I would recommend the clay blushes


----------



## femmepastiche (Jun 2, 2011)

The clay blushes are absolutely amazing, I have Natural Beauty and Dollface and their staying power never ceases to amaze me. I don't have Cactus Flower, but isn't it a bright red? Natural Beauty is a really bright Strawberry deep pink. I'm not sure what Nars shade Tahoe is...I'm Stromboli, but also NW25/30ish. It's more pinky than red on me. But if you want staying power, definitely look into these blushes. They're epic, and also insanely pigmented. 

  	The EmphasEYES brow pencil is really great, but if you're just looking for a really thin/tiny automatic brow pencil that goes on naturally, Maybelline [called Define-a-Brow] and Clinique both make really good ones. The two are actually almost identical, if not exact, and are both very similar to the Tarte one. I say don't spend your money on it. 

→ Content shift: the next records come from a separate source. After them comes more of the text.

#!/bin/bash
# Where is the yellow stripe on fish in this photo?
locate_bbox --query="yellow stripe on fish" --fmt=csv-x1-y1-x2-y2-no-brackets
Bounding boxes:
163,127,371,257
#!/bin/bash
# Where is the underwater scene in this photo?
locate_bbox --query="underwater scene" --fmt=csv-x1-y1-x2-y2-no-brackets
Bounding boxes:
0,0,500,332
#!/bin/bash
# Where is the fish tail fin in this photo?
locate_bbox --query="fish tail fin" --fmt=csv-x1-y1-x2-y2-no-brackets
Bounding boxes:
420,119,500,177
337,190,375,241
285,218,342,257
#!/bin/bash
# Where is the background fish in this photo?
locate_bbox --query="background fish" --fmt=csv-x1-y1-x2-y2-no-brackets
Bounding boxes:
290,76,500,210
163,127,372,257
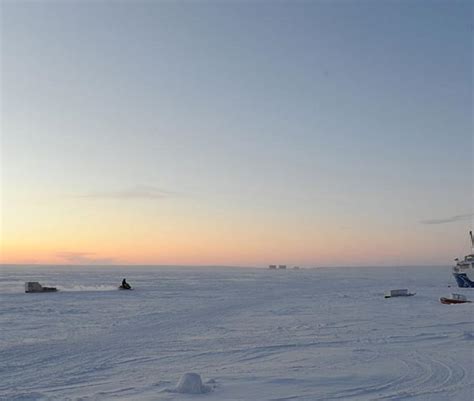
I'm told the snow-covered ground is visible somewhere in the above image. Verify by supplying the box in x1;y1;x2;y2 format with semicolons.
0;266;474;401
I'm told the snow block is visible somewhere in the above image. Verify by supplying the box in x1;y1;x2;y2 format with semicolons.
175;373;211;394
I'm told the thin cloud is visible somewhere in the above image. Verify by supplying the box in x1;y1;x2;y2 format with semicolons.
56;252;117;265
79;185;175;200
420;213;474;224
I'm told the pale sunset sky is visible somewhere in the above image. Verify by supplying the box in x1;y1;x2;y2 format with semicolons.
0;0;474;267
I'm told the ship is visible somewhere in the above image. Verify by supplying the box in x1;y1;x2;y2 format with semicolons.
453;231;474;288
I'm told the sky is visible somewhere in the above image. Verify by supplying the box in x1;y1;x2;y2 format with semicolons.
0;0;474;267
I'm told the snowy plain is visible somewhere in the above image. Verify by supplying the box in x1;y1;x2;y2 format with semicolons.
0;266;474;401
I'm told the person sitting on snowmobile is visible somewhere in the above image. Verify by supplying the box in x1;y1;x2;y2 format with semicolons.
120;279;132;290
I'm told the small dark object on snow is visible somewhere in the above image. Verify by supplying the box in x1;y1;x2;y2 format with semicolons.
119;279;132;290
25;281;57;293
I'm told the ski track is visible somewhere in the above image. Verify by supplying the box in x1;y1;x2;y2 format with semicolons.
0;267;474;401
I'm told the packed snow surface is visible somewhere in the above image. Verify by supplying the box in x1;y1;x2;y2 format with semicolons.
175;373;211;394
0;266;474;401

  	I LOVE the inner-rim brightener, but I am obsessed with finding great apricot/flesh colored pencils for my inner eyes. This one stays on the longest I've found. Cargo and Pixi both make other good ones. NYX has one but it's super chunky-dunky.


----------



## QueenOfSnark (Jun 5, 2011)

Thanks for the suggestions! Here's what I ended up getting:



 		12-hour blushes in Blushing Bride, Tipsy, Natural Beauty, Flush 	
 		Inner-Rim Brightener 	
 		Brow Pencil 	
 		Lower-lash mascara 
 
  	I'm really hoping the pencils and lower-lash mascara wow me, as reviews have been hit or miss. o.o


----------